Following the adoption of the GAFA tax in France, Google announced that the fees it charges to advertise on its platform would increase by 2 percent, or nearly the entirety of the 3 percent tax. Once again, we can see that tax hikes largely get passed along to customers, in this case those companies that buy advertising on Google. In turn, those who buy products advertised on Google can expect to see a portion of those increased costs passed along to them as well.

Paying for news content?

The Canadian government’s second proposal is a law forcing online companies to remunerate “traditional” media companies when the latter’s content is published on the former’s websites. The government justifies this law by the loss of revenue that traditional media has suffered due to the shift of advertising dollars to the web giants.

But the adoption of this law ignores why advertisers prefer sites like Google or Facebook. Their economic incentive to reach very precise target audiences will not disappear as a result of the law. Its only effect will be to punish companies that will have to shoulder an advertising fee hike, which again will then be passed on to their own customers.

This law merely creates a link tax, punishing websites that share links to news sites. This kind of law is extremely exploitable by media companies, which could themselves publish their news on Facebook and Google and then demand compensation.

Moreover, Facebook’s news ban in Australia proves that the news media need Facebook more than the other way around. After all, it is the media that need the internet to reach a bigger audience. The web giants can survive just fine without them. This power relationship makes the idea of forcing these sites to pay for content as outlandish as forcing restaurants to pay customers to taste their food.

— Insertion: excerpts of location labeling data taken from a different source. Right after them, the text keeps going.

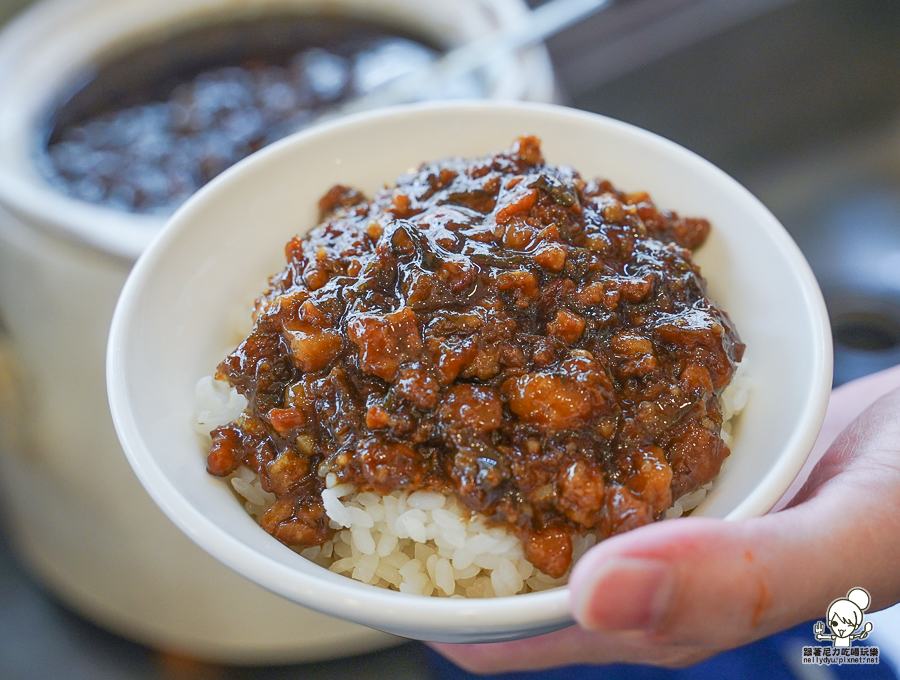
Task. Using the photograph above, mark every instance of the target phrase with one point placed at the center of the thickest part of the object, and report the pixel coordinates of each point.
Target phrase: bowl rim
(549, 608)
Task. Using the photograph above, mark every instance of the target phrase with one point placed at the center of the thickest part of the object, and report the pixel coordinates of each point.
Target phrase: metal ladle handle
(532, 27)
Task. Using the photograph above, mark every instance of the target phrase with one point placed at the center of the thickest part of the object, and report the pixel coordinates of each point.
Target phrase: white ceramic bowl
(173, 318)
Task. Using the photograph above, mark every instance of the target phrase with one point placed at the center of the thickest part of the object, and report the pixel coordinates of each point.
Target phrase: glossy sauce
(500, 329)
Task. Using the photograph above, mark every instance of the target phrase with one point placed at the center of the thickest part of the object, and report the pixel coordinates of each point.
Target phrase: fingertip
(623, 594)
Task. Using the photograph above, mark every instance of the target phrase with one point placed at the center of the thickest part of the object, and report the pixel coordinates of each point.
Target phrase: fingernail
(624, 593)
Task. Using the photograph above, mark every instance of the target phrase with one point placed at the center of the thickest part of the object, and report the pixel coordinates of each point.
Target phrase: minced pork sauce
(499, 329)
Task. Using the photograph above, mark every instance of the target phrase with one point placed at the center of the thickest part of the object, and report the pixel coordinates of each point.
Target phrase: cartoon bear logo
(844, 617)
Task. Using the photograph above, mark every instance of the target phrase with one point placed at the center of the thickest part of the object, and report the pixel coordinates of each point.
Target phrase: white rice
(422, 542)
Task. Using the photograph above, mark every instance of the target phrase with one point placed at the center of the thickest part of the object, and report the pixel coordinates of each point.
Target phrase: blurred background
(799, 100)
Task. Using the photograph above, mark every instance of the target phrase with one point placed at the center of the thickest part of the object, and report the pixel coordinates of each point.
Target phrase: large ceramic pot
(77, 515)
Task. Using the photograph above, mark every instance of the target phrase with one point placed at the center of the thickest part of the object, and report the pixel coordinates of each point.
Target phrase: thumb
(719, 584)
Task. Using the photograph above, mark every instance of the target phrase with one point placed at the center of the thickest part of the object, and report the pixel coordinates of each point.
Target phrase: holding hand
(679, 591)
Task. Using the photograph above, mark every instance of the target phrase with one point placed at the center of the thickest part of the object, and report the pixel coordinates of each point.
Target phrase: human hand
(674, 593)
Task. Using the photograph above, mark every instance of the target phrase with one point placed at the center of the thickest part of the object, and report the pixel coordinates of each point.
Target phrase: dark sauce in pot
(148, 128)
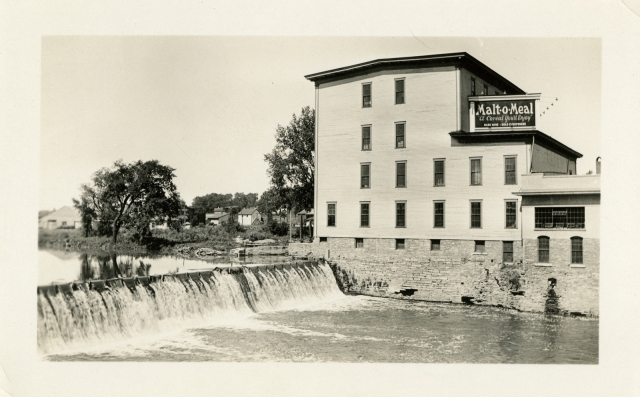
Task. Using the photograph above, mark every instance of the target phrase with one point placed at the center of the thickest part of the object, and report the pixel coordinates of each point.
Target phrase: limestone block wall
(457, 274)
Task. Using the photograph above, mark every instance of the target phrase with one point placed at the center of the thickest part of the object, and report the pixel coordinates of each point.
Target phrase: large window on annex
(560, 218)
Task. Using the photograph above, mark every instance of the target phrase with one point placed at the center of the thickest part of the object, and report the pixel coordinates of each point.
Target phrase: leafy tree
(291, 162)
(131, 195)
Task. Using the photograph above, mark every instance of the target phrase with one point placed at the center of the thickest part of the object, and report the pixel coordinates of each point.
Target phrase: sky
(209, 106)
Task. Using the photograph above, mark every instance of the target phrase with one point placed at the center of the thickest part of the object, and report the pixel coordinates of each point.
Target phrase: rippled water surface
(366, 329)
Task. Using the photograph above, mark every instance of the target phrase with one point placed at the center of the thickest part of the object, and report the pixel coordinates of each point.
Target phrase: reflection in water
(102, 267)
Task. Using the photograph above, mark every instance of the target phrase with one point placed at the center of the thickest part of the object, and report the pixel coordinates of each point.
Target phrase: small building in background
(65, 217)
(249, 216)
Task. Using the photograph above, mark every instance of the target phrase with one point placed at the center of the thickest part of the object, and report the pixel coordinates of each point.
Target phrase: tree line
(133, 195)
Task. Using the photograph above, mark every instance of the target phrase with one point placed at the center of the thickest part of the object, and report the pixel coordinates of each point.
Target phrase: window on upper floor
(401, 174)
(559, 218)
(510, 170)
(366, 95)
(476, 214)
(400, 136)
(438, 172)
(331, 214)
(399, 91)
(543, 249)
(401, 209)
(510, 215)
(365, 176)
(366, 137)
(438, 214)
(576, 249)
(476, 171)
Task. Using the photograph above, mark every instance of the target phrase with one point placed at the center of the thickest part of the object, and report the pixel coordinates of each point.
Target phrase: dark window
(366, 95)
(560, 218)
(331, 214)
(476, 214)
(438, 173)
(401, 174)
(399, 91)
(364, 176)
(364, 214)
(366, 138)
(400, 214)
(400, 141)
(543, 249)
(576, 249)
(507, 251)
(510, 215)
(510, 171)
(476, 171)
(438, 214)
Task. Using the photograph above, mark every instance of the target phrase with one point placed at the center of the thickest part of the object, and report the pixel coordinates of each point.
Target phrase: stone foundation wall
(457, 274)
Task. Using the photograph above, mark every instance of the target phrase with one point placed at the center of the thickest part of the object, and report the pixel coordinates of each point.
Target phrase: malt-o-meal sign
(505, 114)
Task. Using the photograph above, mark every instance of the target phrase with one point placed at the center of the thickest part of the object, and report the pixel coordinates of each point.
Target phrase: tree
(131, 195)
(291, 162)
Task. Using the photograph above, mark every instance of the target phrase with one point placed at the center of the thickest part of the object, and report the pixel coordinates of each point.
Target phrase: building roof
(461, 59)
(514, 136)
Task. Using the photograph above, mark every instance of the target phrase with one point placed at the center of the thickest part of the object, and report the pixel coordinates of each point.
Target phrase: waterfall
(81, 314)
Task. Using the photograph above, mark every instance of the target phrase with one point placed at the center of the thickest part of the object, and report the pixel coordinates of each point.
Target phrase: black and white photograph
(278, 207)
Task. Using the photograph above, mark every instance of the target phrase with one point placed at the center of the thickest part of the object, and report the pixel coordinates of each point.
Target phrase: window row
(475, 173)
(367, 93)
(475, 211)
(544, 247)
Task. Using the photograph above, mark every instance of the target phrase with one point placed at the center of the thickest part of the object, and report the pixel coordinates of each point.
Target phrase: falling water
(89, 314)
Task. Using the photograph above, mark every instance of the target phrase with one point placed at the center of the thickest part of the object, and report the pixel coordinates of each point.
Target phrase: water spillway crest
(102, 311)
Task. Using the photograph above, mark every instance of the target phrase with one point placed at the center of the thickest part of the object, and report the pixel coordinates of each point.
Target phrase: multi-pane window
(364, 214)
(365, 177)
(438, 173)
(510, 214)
(331, 214)
(576, 249)
(543, 249)
(399, 91)
(507, 251)
(476, 171)
(401, 209)
(366, 137)
(438, 214)
(366, 95)
(510, 171)
(476, 214)
(401, 174)
(560, 218)
(400, 136)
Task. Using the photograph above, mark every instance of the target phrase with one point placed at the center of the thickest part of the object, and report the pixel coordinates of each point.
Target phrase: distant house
(249, 216)
(67, 217)
(217, 217)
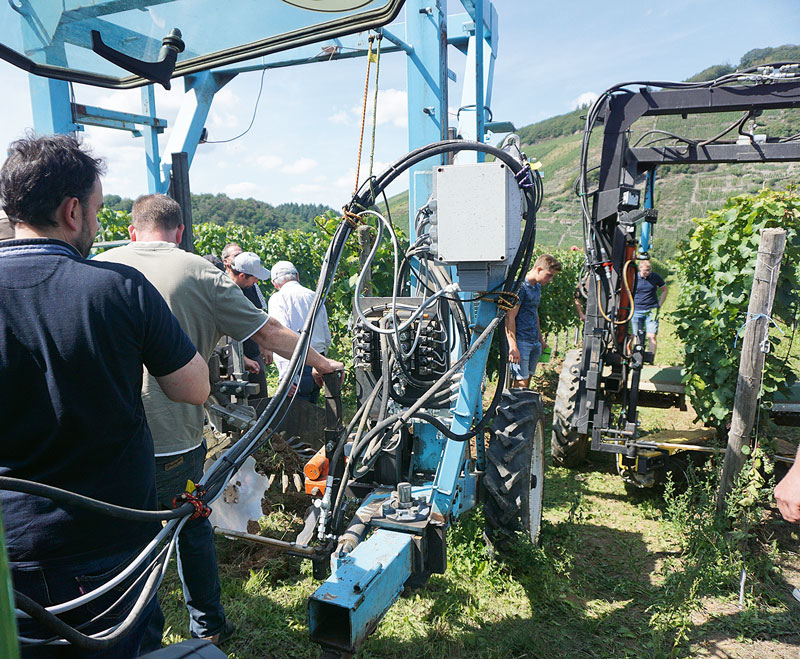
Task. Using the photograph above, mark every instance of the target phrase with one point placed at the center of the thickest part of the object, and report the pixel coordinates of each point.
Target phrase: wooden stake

Expanding the CRTC’s reach?

A similar economic argument can be made regarding the government’s notion to subject digital companies to Canada’s Broadcasting Act, and thus to the authority of the CRTC. The idea of threatening international websites with fines if they do not respect certain standards regarding investing in local production, and even banning a site in case of non-payment of such fines, demonstrates glaring technological illiteracy. This operating method does not take into account the way the internet functions today. There are more and more alternatives to popular sites emerging all the time. Banning a service or forcing content that users don’t want will only push them toward other platforms that are not subject to those standards, circumventing geolocation restrictions if need be.

Attempts to force unwanted content on the population are simply doomed to fail. An example of this kind of futile policy is the CRTC requirement for Quebec radio stations to play francophone music. To respect the quotas, stations play the vast majority of francophone songs outside of peak listening hours. Even when the government does get companies to collaborate, if the public is not interested in the content, it will end up in some forgotten corner of the platform, remaining online solely to justify respecting some rule or an other. And once again, the additional costs to produce and provide this unwanted content will be passed on to customers, who will be forced to foot the bill.

In all of these cases, it’s consumers who end up being hurt by the various laws proposed by the federal government. They’re the ones who see the prices of different online services rise in response to arbitrary content quotas, to the propping up of industries that need to reinvent themselves, and to arbitrary taxes on innovative companies that create interesting products.

It’s time to stop punishing consumers for the choices they make simply because they fail to conform to the choices a bureaucrat would make for them.